TIME TO BIN THE TOBIN TAX
While the UK veto on the Financial Transactions Tax (or “Tobin Tax”) is solid, an FTT could still cause significant damage to the UK financial services industry if it is introduced –as is being planned – by a group of eurozone countries, warns renowned international tax expert John Chown.
Published to coincide with a high level, cross-party online web seminar on the subject– speakers including Andrew Tyrie MP and President Barroso’s former special adviser, Roger Liddle (see http://tobintax.theinformationdaily.com/) – John Chown demonstrates the flaws in the arguments in favour of an FTT:
- it would not enhance market stability
- it would not curb “undesirable financial activity”
- it would not raise substantial funds for various “good causes”
- its burden would not fall on bankers and financial traders but on pensioners, employees and consumers
- Its impact would fall disproportionately on the UK.
But he also shows that if an FTT were introduced under enhanced co-operation –as is currently being planned by France and Germany – UK branches of French and German financial institutions could be fully liable to an FTT on all transactions. Even subsidiaries of German and French financial institutions could be affected if it were shown that the risk in any transaction had been passed back to the parent company.

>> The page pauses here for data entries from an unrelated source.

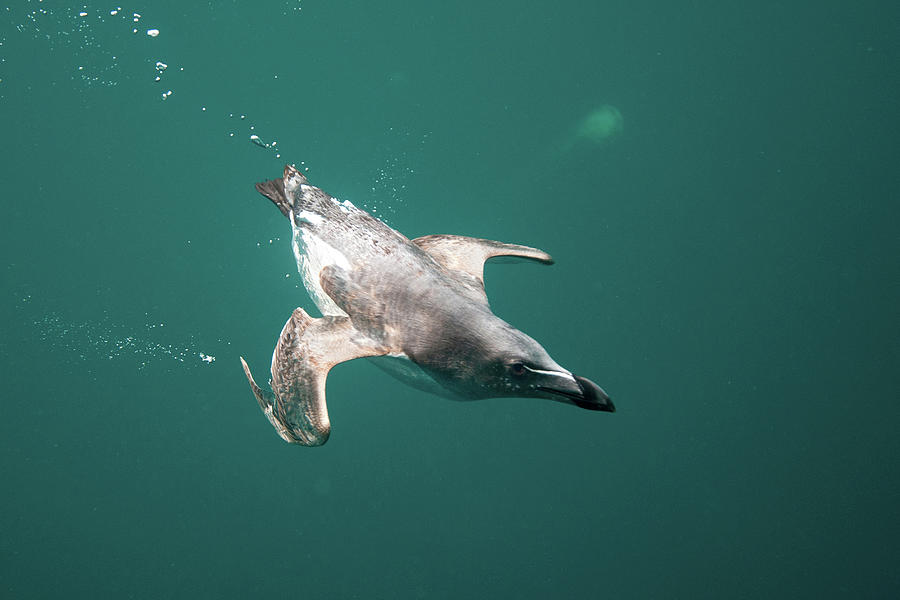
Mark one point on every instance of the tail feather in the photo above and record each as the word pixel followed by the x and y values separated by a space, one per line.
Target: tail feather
pixel 273 189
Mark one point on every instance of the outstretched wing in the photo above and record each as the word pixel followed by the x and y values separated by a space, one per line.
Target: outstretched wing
pixel 307 349
pixel 467 255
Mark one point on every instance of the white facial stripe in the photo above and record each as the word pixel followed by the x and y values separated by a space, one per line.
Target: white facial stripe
pixel 542 372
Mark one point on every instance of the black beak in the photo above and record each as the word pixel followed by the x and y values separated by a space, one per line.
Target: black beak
pixel 593 396
pixel 580 392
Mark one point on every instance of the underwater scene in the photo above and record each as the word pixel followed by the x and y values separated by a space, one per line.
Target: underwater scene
pixel 662 362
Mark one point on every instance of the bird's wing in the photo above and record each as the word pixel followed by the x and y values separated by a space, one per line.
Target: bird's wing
pixel 307 349
pixel 467 255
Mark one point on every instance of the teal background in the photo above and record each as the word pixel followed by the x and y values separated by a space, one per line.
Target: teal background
pixel 726 268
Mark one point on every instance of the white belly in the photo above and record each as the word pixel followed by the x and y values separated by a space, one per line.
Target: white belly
pixel 312 256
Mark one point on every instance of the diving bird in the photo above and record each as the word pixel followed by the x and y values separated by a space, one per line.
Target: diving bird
pixel 417 307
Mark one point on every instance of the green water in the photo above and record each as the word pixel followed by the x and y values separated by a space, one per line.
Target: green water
pixel 726 268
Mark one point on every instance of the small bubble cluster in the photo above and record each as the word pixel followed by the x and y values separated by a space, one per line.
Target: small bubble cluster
pixel 108 341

In addition, any legislation for an FTT (whether on an EU-wide basis or within a set of member states) will be enormously complex; and will be subject to many years of legal dispute (which would probably have to be settled at the ECJ). The resulting uncertainty could only be severely damaging to the UK financial services industry.
He concludes that it is therefore essential that the UK uses every possible method to ensure that an FTT is not introduced at any level in the EU.